In meiner Jugend hatte ich sieben Jahre lang Klavierunterricht bei Jazzpianisten. Diese Ausbildung hat mein kreatives Gespür nachhaltig geprägt. Der Pianist, dem ich damals am liebsten gelauscht habe, war übrigens Oscar Peterson. Zwei Jahre habe ich mich sogar am Tenorsaxophon versucht, doch sollte ich nicht dabei bleiben. Während des Studiums habe ich in verschiedenen Chören gesungen und bin immer noch dankbar, dass ich die wunderbaren Requiems von Mozart und Brahms einstudieren durfte. Heute bin ich meinem Chor Cantachiaro als Tenor (und gelegentlich als Pianist) treu.
Die Musik, zu der ich am liebsten tanze – und man mag es mir vielleicht nicht glauben – ist Psytrance. Die Mischung aus gleichmäßigem Beat und psychedelischem Sound, besonders mit Schwerpunkt auf melodischer Variation, löst ein spürbares Echo in mir aus. Doch schwinge ich nicht nur am Techno-Floor das Tanzbein, seit ich die Liebe zum argentinischen Tango entdeckt habe. Diesen tanze ich zu einem Viertel wegen der Musik, zu einem Viertel wegen des kreativen Ausdrucks und zur Hälfte wegen der Verbindung zum Anderen.
Den größten Einfluss auf meine Weltsicht hatte vermutlich mein Philosophiestudium. Ich habe es während des Medizinstudiums begonnen und berufsbegleitend abgeschlossen.
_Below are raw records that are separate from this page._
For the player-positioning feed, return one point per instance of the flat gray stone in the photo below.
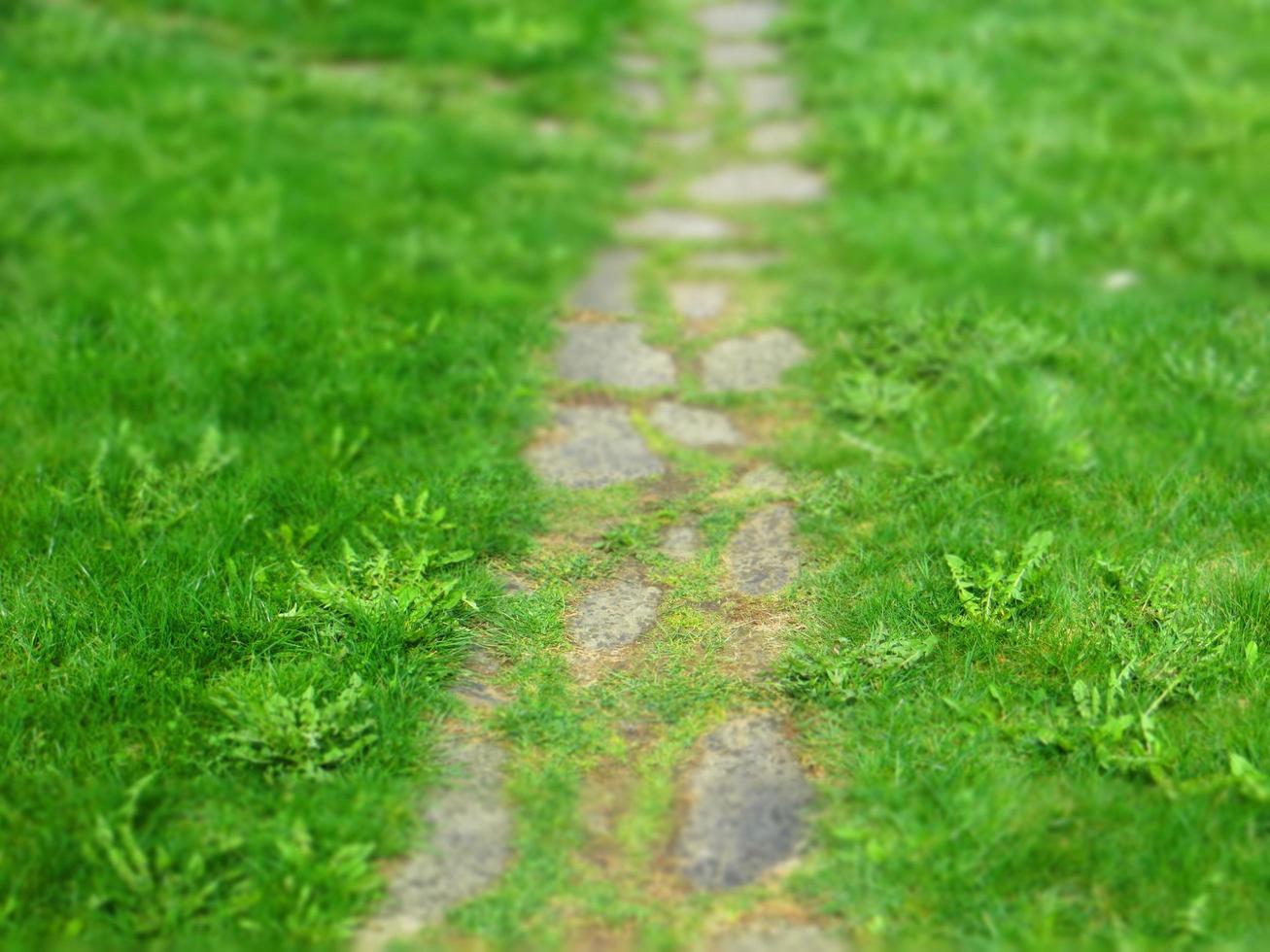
(595, 446)
(695, 425)
(612, 355)
(681, 542)
(745, 17)
(613, 616)
(699, 300)
(733, 261)
(740, 54)
(762, 556)
(777, 137)
(610, 285)
(768, 95)
(747, 801)
(777, 936)
(674, 224)
(751, 363)
(466, 852)
(758, 185)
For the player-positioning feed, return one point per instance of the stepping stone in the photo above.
(733, 261)
(751, 363)
(758, 185)
(1120, 280)
(761, 558)
(467, 849)
(681, 542)
(777, 137)
(670, 224)
(699, 301)
(777, 936)
(596, 446)
(644, 96)
(610, 285)
(741, 56)
(745, 17)
(765, 95)
(694, 425)
(615, 616)
(747, 801)
(612, 355)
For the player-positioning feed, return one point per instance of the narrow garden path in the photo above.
(669, 382)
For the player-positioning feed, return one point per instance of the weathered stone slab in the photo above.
(733, 261)
(777, 936)
(747, 801)
(674, 224)
(467, 849)
(612, 355)
(699, 300)
(610, 285)
(751, 363)
(777, 137)
(613, 616)
(695, 425)
(768, 95)
(740, 54)
(745, 17)
(681, 542)
(762, 556)
(595, 446)
(758, 185)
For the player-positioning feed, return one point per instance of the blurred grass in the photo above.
(1039, 305)
(261, 267)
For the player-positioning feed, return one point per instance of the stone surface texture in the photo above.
(768, 95)
(694, 425)
(733, 261)
(681, 542)
(595, 446)
(674, 224)
(470, 832)
(773, 183)
(642, 95)
(777, 137)
(776, 936)
(613, 616)
(747, 799)
(740, 19)
(762, 556)
(740, 54)
(699, 300)
(751, 363)
(612, 355)
(610, 285)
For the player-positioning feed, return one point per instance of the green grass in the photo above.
(978, 384)
(249, 294)
(271, 272)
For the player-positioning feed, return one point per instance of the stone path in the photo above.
(632, 406)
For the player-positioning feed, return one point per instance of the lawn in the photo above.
(276, 280)
(257, 284)
(1035, 666)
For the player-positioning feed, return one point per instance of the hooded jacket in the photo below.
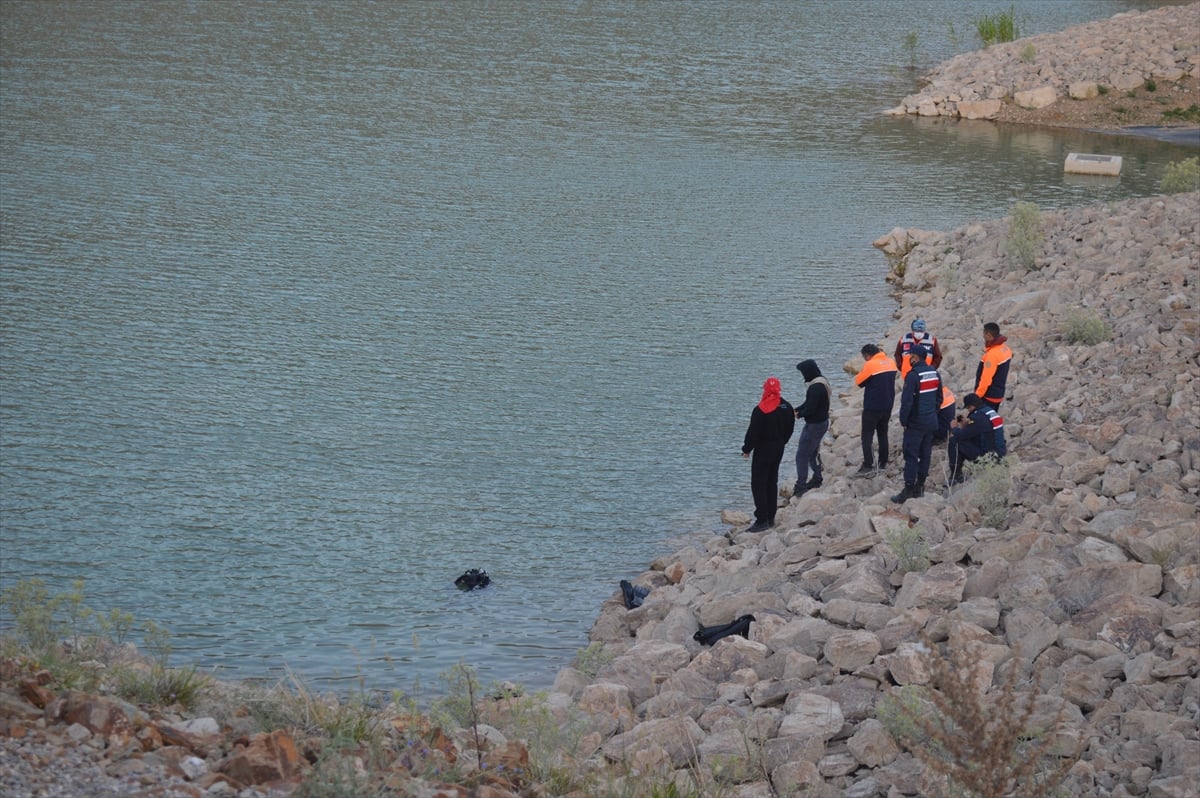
(816, 401)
Es hat mir Wege aufgezeigt, über die Welt nachzudenken und mir vor Augen geführt, dass eine einzelne Frage mehrere Antworten haben kann. Es hat mich inspiriert, an einer philosophischen Theorie des Pokerspiels zu arbeiten, für die ich mir zwei Jahre Auszeit vom Beruf genommen habe.
Vom Hauptberuf bin ich Facharzt für Psychiatrie und Psychotherapeutische Medizin. Der letzte Teil bezieht sich darauf, dass ich eine psychotherapeutische Ausbildung mit Schwerpunkt auf Verhaltenstherapie durchlaufen habe. Meine erste Berufserfahrung als Psychiater habe ich in Deutschland in der Nähe von Berlin gesammelt. Abgeschlossen habe ich meine Facharztausbildung jedoch in meiner Heimat Österreich. Der Beruf hat mir aufgezeigt, wie verletzbar die menschliche Psyche ist und wie schwer es ist, sie zu heilen.
All diese Aspekte mischen sich in meinen Werken zu einem homogenen Ganzen. Ich schreibe mit der Stimme eines Jazzpianisten, Philosophen, Verhaltenstherapeuten und Psychiaters. Ich bin aktuell 36 Jahre alt. Hätte ich mit 20 angefangen zu schreiben, wären meine Geschichten nichts Besonderes gewesen. Jeder hätte sie schreiben können.
Jetzt geht das nicht mehr.
Ich habe hunderte Menschen in psychischen Krisen erlebt.
Ich habe tausende Stunden über die Welt nachgedacht.
Ich habe zehntausende Stunden an meinem künstlerischen Ausdruck gefeilt.
Ich musste meine Stimme als Autor zwar erst finden, aber als ich sie gefunden habe, fühlte es sich so an, als kehrte ich in meine Heimat – zu mir selbst – zurück.
Es gibt keinen Unterschied zwischen mir und meinen Werken. Sie sind ein und dasselbe.